Hi,
I have this simple data frame:
data.frame(stringsAsFactors=FALSE,
URN = c("test1", "test2", "test3", "test4", "test5",
"test6", "test7", "test8", "test9", "test10", "test11"),
Test.heading = c("goede uitleg", "Goede sfeer",
"juiste behandeling", NA, "vakkundige afhandeling",
"No comment", NA, NA, "goede uitleg", "goede uitleg", "-"),
Recommendation.comment = c("-", "xxx", NA, NA, "zzz", "uw verkoper",
"correcte verkoop", "goede uitleg", "professioneel !!!",
"Goeie service", "nee"),
Other.comment = c("ab", "zeer goede uitleg over de aankoop",
"uitleg en vriendelijkheid van de verkoper", NA,
"Bob gaf heel goede uitleg!", NA, "eerder genoemd", NA, NA,
"geen opmerkingen\r\n", "Genoeg info")
Now I need to merge all string variables into one. I know I can do that this way:
source$comment<- paste(source$`Test heading`,source$`Recommendation comment`,source$`Other comment`, sep = ", ")
but I would like to:
- Ignore NAs
- Ignore Blanks listed in this assignment:
blank_statements <- regex("no\\scomment?|nee|neen|^\\s*n.?a.?\\s*$", ignore_case = TRUE)

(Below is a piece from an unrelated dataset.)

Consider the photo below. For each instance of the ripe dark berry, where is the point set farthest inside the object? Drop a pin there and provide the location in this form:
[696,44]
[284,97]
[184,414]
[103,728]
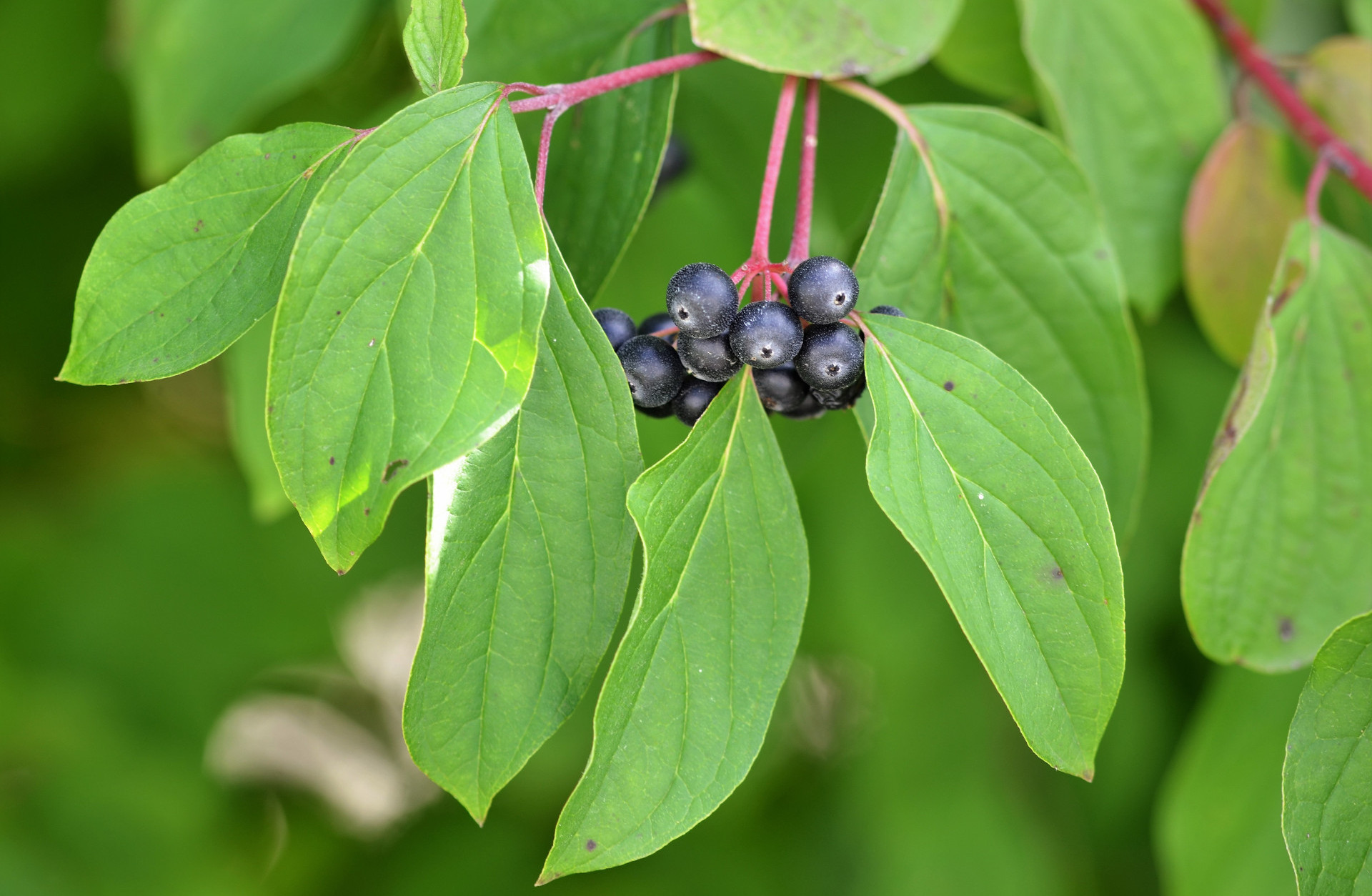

- Ignore comments with less than 3 characters:
str_length(string = source$`Test heading`) < 3)
str_length(string = source$`Recommendation comment`) < 3)
str_length(string = source$`Other comment`) < 3)
- Ignore comments with same characters repeated multiple times:
str_detect(source$`Test heading`, "(.)\\1{3,}")
str_detect(source$`Recommendation comment`, "(.)\\1{3,}")
str_detect(source$`Other comment`, "(.)\\1{3,}")
in all source string variables before merging them into one called 'All Comments'. Basically, the new string should not contain words and statements mentioned above so rather than:
• having this in raw 1: "goede uitleg, -, ab", we should have "goede uitleg",
• having this in raw 2: "Goede sfeer, xxx, zeer goede uitleg over de aankoop", we should have "Goede sfeer, zeer goede uitleg over de aankoop",
• having this in raw 8: "NA, goede uitleg, NA", we should have "goede uitleg"
• having this in raw 11: " -, nee, Genoeg info", we should have " Genoeg info " etc.
Can you help please?